Despite making music for nearly 40 years, No Home Record is Gordon’s first ever solo album. With 9 tracks total, the album starts off with “Sketch Artist”, a combination of violin and harp chords, Gordon’s ultra-raspy voice, and a beat that sounds inspired by the band Death Grips. Even without any previous assumptions of her sound, this track isn’t anything anyone could have expected, especially as an opener. Following “Sketch Artist” is “AirBnB”, which is infinitely more pleasing to listen to than the track that precedes it.
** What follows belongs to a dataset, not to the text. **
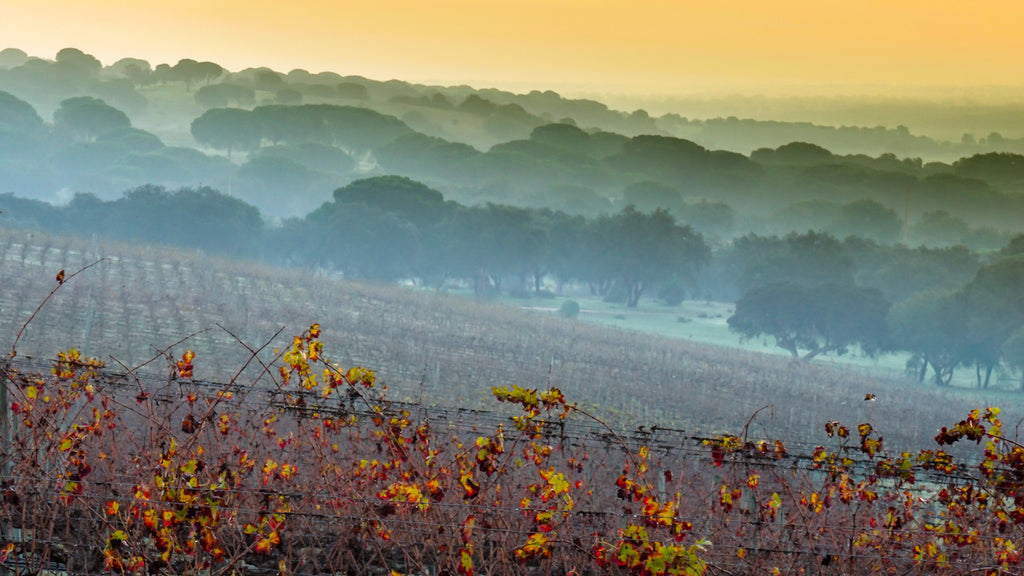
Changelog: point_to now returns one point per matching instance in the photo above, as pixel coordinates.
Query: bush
(569, 309)
(672, 293)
The crunchy guitar tones are slightly reminiscent of the grunginess that might be found on a Sonic Youth album, but the song as a whole separates Gordon from anything she’s previously created with a group.
In many of the recent interviews of Gordon regarding the album, she emphasizes the importance of the social undertones in her tracks that have always been present in her art: women’s rights, the end of capitalism, and the criticism of consumerism, to name a few. It’s clear that Gordon’s intention isn’t by any means to make music for the masses, or even music that is necessarily enjoyable to listen to, but instead to create a record that explores topics pertinent to her as a woman from Los Angeles. Unfortunately, the beats on No Home Record are difficult to follow. While there is a clear attempt at trying to mirror the disarray of society in her music, Gordon’s mumbled vocals over disorienting beats seem to do more harm than good in regard to getting Gordon’s message across.
Despite this, No Home Record does begin to shine after the first two tracks. “Paprika Pony” allows Gordon’s vocals to take the stage, unlike the first two tracks whose beats were so chaotic that it was difficult to make out her lyrics. “Murdered Out” and “Hungry Baby” are my two personal favorites on the record, for both their musical and lyrical content. “Murdered Out” comments on the rejection and reclamation of social trends. “Murdered out of my heart/covered in black matte spray” opens the song, and in an interview with Rolling Stone, Gordon states that the idea of black matte everything- cars, nail polish, clothing designs- is a look into how culture is collapsing in on itself. The rejection of the shiny and new has ironically become a trend in and of itself, and Gordon equates it to “a black hole, the supreme look inward… the outsider as an unwilling participant as the ‘it’ look.”
The album finishes with “Get Yr Life Back”, an amalgamation of everything No Home Record symbolizes. There’s a quiet beat, like footsteps, over Gordon’s spoken-word lyrics, as she comments on Twitter, changing your appearance through makeup (“fake lashes on your pillow”) and the end of capitalism. The record ends with three lines: “I feel bad for you/ I feel bad for me/ Get your life back, yoga.”
No Home Record was nothing I could have possibly expected. Aside from any previous assumptions tied to Gordon’s association with Sonic Youth, it has grown on me. While the first two tracks left something to be desired, the rest of the album was gritty and real, a rejection of society’s norms and expectations both in lyrical content and in the disorienting nature of the music itself.